Flag dimensions: 46 1/2" hoist X 72 1/4" fly.

(1995.3137)



In June 1862, 16-year-old Albert Peck from Syracuse, New York, made this United States flag. With some help from his mother, Salmone Kinne Peck, young Peck hand-stitched the flag to include 34 stars. Peck and his family flew the flag from a tall flagpole on the family farm known as Peck Hill, located about five miles northeast of downtown Syracuse, New York. During a routine milk delivery to the Milk Association in Syracuse in mid-April 1865, Peck’s father learned the dreadful news regarding President Abraham Lincoln’s assassination.

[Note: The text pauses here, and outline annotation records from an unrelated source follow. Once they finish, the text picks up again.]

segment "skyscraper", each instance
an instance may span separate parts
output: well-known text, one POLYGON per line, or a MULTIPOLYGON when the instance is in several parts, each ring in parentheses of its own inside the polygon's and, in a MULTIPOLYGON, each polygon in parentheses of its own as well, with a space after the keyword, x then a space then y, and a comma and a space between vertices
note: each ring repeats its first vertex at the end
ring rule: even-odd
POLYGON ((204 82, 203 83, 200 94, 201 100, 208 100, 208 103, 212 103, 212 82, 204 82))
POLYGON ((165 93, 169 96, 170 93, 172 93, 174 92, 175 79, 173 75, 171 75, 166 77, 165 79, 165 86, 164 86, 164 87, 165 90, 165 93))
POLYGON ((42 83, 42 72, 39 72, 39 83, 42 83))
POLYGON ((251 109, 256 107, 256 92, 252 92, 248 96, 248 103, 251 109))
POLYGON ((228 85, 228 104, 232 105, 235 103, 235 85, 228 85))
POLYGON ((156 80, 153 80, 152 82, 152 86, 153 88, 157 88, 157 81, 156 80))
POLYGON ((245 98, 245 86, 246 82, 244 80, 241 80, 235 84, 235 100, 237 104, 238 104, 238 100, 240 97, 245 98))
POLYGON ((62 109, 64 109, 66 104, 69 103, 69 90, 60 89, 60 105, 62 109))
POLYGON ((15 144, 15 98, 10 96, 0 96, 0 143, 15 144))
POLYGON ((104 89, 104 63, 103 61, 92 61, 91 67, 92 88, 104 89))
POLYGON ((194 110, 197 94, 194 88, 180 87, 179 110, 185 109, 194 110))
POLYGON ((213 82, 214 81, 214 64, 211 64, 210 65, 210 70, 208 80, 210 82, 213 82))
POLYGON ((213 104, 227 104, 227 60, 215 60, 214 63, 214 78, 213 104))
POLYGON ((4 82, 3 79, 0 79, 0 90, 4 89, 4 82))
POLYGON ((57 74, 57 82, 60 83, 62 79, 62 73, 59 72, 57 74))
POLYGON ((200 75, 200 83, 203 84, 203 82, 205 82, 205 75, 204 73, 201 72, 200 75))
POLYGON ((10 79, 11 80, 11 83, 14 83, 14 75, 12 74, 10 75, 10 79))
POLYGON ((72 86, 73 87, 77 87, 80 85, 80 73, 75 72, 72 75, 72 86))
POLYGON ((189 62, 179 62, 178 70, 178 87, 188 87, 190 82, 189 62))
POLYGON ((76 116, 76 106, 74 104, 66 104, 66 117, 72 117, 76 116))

The elder Peck, upon his return home to Peck Hill, revealed the news to his loved ones and lowered the family’s home-made flag to half staff to honor the slain president and to help convey the news to the surrounding neighborhood. The flag remained with the Peck family until September 1927, when DeWitt Clinton Peck, Albert Peck’s son, presented the cherished banner to New York State. Albert Peck used cotton fabrics to create the flag. Peck pieced together the red, white, and blue cotton using one-quarter-inch seams, all hand-sewn with a running stitch. He turned the raw edges and whip-stitched them to prevent unraveling. Peck also appliquéd the 34 stars in the canton with a running stitch, catching the aligned stars on the front and back with one thread. The edges of the stars were left raw.